CHICAGO (AP) — Prosecutors said Wednesday that a suburban Chicago man charged with killing three young women, including two whom he met on telephone chat lines and a neighborhood teen he’s accused of having videotaped sex with after her death, may have more victims.
Sonny Pierce, 27, of the Chicago suburb of Blue Island, faces three counts of first-degree murder. A judge ordered him held without bail during a court appearance Wednesday. A public defender who was in court with Mr. Pierce declined comment.
Cook County State’s Attorney Anita Alvarez, in announcing the charges, pointed to a “pattern” of behavior that allegedly stretched for about a year before Mr. Pierce’s arrest on another sexual assault. Authorities have not identified any victims besides the three at this time but believe there could be more.
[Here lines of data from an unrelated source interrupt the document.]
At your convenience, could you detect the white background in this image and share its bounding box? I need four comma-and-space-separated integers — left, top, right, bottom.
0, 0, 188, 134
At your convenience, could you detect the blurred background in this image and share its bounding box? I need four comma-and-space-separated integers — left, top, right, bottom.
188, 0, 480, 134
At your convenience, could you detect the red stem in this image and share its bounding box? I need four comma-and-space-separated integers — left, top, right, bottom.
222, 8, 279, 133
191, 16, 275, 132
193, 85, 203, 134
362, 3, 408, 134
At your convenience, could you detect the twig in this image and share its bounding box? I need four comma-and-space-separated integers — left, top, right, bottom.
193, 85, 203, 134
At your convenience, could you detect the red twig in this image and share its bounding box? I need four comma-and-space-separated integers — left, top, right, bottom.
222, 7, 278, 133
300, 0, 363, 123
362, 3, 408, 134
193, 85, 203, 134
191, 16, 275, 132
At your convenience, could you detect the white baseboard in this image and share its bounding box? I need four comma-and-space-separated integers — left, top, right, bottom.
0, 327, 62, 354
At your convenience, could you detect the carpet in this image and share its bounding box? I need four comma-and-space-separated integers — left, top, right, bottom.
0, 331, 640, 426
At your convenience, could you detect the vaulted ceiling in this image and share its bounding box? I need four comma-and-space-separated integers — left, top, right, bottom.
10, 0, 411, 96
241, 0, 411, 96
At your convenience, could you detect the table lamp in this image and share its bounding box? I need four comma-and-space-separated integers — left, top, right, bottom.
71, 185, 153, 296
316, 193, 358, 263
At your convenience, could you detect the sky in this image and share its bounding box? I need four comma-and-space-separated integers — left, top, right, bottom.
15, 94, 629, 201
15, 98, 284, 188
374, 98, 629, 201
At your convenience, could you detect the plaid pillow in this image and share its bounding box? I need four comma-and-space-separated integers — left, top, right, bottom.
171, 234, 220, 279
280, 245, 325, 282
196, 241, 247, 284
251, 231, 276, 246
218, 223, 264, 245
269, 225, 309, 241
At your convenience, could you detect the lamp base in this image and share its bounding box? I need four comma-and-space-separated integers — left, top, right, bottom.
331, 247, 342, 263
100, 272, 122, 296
“We would like to hear from anyone out there who has had previous contact with Pierce or any other young woman who may have been potential victims, or any families who are missing a loved one,” Ms. Alvarez said at a news conference.
Investigators said the body of one of the women Mr. Pierce is charged with killing has never been found, and it took nearly a year to identify the remains of a second victim. These two factors lead those working the case to think there might be additional victims.
“It is our obligation to try to identify any other women who may have been victimized,” Ms. Alvarez said.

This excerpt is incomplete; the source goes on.